Are you using a clustered Elixir deployment?

hubertlepicki · July 12, 2020, 8:12am

Well, I think we are mixing two concepts. There are at least two ways to do what we are talking about here.

Use Erlang / Elixir releases with hot code upgrade. I haven’t used this method in production to be fair. But it works when you have set of servers, where you deploy your application to, and the updated application will run on the same servers. By servers I mean OS instance, as in EC2 instance or a real hardware server, that stays the same during deployment. This method doesn’t really care about clustering, which may or may happen in parallel to hot upgrades. It’s just deploying new version of code, to the same servers that were running previous version of code, and there are hooks in GenServers and friends to handle state passing between ‘old version’ and ‘new version’ of code that was just deployed: https://hexdocs.pm/mix/Mix.Tasks.Release.html#module-hot-code-upgrades

Again, these days most of the things I work on are not deployed to such static/dedicated servers, but to a VMs created as needed by some piece of infrastructure, and discarded after the application shut downs. This is the way anything Docker-based or Kubernetes-based works.

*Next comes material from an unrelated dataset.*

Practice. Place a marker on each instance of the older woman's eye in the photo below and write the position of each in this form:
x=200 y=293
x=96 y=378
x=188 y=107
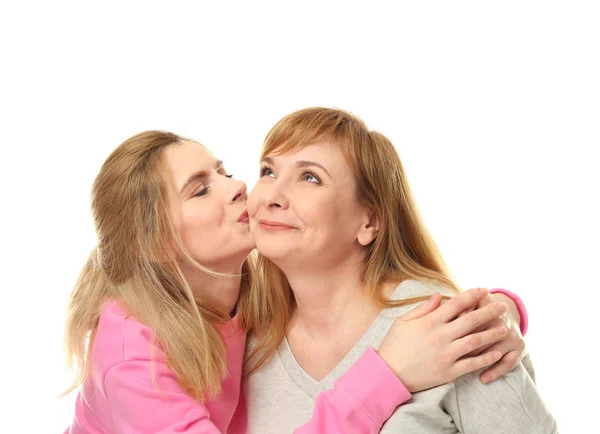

Use clustering, no hot code upgrade but cluster starting and shutting down instances.

This is method suitable to pass the in-memory state on deployments when you use something like Kubernetes. When you deploy new version to the cloud, the old instance(s) of application is/are still running on their own containers. During deployment, the piece of infrastructure you use creates new containers for the new release. These start their own little OS instances and run application. Now, here’s the moment where your infrastructure may establish a link between legacy version of application and new version of application, so you can pass state. Again, Gigalixir does that by default, I believe.

We are always using https://github.com/bitwalker/libcluster here to handle cluster formation and this is not really important here.

What is important is that you can listen to events when new nodes join or leave cluster. And example code can be seen here: https://github.com/smartcitiesdata/horde_connector/blob/master/lib/horde_connector.ex#L40

So you monitor the nodes in your cluster in some process, and get events when new node joined/left and you can decide to pass a state to this newly started node by sending some process running on that node message with the state.

There are at least two projects that allow you to abstract most of the details here and do a lot of the legwork for you, one is Swarm another one is Horde. With both you can start processes on the nodes in the cluster, and they will react to cluster formation providing hooks to pass state. With Swarm it’s a bit easier (https://hexdocs.pm/swarm/readme.html#process-handoff) but we observed some undeterministic behavior here, i.e. bugs. In theory it’s super sweet, however, and the API is really nice.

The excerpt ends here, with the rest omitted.